Assim, pode-se concluir que para os casos ocorridos antes do início de vigência da chamada “Lei Anticrime”, somente será considerado hediondo o “latrocínio” ou roubo qualificado pela morte. Todas as inclusões procedidas, configuram novatio legis in pejus, sem força retroativa.

 


4-A EXTORSÃO COMO CRIME HEDIONDO

Também o crime de extorsão, na redação original da Lei 8.072/90, somente era considerado como hediondo no caso de qualificação pelo resultado morte (artigo 158, §2º., CP).

Acesa polêmica surgiu com uma alteração procedida pela Lei 11.923/09.
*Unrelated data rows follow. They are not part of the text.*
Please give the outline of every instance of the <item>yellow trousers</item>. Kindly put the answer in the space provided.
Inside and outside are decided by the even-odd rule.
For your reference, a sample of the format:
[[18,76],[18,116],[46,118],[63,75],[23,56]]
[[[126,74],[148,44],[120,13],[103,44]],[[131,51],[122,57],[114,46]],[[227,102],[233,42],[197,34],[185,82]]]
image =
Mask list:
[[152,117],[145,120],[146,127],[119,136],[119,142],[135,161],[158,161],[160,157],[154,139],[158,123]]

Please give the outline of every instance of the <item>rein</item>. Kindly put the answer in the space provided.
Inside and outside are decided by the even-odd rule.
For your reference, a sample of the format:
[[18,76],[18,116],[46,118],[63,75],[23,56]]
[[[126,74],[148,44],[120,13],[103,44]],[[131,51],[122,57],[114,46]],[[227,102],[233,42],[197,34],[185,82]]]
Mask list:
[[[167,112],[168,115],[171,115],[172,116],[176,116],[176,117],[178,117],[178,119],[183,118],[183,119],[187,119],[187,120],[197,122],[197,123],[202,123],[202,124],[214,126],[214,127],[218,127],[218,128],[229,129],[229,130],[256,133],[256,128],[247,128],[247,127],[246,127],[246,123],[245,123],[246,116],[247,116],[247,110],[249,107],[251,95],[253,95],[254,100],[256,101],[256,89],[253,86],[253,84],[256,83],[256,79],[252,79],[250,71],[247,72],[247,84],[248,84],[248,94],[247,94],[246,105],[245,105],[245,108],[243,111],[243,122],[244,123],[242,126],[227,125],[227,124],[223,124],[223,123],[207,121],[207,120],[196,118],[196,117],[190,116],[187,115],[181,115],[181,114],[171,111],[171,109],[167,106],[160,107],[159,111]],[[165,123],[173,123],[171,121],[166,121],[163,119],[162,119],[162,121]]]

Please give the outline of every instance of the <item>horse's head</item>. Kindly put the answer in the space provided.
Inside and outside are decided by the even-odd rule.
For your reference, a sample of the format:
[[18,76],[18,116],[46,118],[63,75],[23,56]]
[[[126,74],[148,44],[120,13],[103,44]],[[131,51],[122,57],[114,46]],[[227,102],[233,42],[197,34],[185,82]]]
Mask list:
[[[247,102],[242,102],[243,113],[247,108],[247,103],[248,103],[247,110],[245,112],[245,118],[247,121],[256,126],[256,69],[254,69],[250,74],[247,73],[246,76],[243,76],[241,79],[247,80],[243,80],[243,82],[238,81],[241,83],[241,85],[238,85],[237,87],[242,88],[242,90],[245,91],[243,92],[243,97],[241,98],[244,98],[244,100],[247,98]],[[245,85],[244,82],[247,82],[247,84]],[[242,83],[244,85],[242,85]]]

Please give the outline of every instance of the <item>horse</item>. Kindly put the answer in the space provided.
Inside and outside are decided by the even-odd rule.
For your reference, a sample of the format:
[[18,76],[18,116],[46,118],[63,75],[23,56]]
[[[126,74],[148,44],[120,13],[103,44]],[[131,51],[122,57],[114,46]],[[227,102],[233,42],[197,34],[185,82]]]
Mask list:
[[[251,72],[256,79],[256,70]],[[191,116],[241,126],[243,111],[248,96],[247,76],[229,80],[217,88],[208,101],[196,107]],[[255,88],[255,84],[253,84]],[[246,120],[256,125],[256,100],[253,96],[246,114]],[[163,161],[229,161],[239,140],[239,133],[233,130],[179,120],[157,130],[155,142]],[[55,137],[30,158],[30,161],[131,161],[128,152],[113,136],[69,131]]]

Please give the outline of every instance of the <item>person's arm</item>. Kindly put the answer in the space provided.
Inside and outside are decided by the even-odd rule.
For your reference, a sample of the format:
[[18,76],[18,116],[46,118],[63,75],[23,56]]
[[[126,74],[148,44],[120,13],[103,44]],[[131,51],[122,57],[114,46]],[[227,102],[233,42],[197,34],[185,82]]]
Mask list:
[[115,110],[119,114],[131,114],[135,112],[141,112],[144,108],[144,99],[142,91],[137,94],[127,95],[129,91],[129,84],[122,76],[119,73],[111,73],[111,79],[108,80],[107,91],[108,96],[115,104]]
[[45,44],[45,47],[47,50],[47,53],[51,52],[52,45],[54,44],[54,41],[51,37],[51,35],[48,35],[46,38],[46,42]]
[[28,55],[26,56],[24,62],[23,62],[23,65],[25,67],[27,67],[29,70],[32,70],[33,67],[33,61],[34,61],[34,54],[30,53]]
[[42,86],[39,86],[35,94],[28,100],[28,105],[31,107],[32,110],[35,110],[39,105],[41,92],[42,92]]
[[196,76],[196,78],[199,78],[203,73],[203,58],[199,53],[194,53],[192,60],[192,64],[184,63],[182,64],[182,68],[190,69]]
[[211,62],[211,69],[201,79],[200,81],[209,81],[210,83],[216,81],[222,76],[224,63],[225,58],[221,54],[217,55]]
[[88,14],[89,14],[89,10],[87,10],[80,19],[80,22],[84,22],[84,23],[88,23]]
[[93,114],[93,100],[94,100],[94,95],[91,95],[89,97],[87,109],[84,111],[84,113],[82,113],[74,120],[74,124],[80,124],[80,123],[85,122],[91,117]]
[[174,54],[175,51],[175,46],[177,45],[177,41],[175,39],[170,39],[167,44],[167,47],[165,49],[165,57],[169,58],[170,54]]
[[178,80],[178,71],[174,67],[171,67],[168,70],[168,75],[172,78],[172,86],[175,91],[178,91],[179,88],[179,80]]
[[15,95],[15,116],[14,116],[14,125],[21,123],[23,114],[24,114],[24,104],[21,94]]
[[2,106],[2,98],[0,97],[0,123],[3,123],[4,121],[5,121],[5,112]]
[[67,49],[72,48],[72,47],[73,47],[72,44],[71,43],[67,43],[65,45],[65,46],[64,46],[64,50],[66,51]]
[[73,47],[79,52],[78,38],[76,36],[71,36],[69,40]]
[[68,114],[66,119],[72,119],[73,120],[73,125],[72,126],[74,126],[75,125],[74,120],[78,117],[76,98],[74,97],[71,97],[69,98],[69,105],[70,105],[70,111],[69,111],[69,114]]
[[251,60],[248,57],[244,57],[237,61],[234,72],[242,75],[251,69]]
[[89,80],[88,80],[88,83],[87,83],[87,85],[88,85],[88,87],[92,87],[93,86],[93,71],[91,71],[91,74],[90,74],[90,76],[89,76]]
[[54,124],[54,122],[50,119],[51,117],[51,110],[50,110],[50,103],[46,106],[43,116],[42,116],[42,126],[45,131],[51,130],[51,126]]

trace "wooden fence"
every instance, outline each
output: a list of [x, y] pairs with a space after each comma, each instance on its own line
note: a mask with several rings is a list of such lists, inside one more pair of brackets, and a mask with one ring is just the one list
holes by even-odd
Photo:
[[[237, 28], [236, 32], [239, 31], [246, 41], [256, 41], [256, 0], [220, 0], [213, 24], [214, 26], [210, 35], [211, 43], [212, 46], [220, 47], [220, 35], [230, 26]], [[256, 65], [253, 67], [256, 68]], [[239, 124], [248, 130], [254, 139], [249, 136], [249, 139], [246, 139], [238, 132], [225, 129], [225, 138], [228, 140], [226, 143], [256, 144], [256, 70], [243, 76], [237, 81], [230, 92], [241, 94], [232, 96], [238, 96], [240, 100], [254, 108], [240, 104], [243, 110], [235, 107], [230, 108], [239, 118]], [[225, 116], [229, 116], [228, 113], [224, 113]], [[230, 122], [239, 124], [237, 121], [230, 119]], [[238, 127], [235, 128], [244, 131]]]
Na ocasião, o legislador se esqueceu de ajustar a Lei dos Crimes Hediondos e permaneceu lá consignado que a extorsão qualificada pela morte, prevista no artigo 158, §2º., CP era hedionda, sem a menor menção ao então novo §3º. do mesmo artigo.  Na ocasião tivemos a oportunidade de nos posicionar contrariamente à hediondez, já que o novo §3º., do artigo 158, CP não estava, de forma alguma, previsto expressamente no rol de crimes hediondos da Lei 8.072/90, o qual, como todos sabem, é taxativo e não admite ampliação por analogia.[4] Não obstante, a tese da irrazoabilidade de que o legislador previsse como hedionda a extorsão com morte sem sequestro e não assim a catalogasse quando com morte e sequestro, superou a enorme falha legislativa, que tendeu a ser consertada por via doutrinário – jurisprudencial. Neste sentido, se manifestaram pela hediondez do artigo 158, §3º., parte final, CP, independente da falta de menção na Lei 8.072/90, Rogério Sanches Cunha e Luiz Flávio Gomes.[5] E mais, o Informativo STJ 590 apresenta o sequestro com restrição da liberdade como um mero desdobramento, de modo a tender a acatar esse entendimento à época.

Contudo, com o advento da chamada “Lei Anticrime”, passou a ser previsto como hediondo somente o crime de extorsão qualificada pela restrição da liberdade da vítima, bem como esta em ocorrendo lesão grave ou morte, com expressa e induvidosa indicação somente do artigo 158, §3º., CP, sem nenhuma referência ao artigo 158, §2º., CP que anteriormente constava do inciso  III do artigo 1º., da Lei 8.072/90.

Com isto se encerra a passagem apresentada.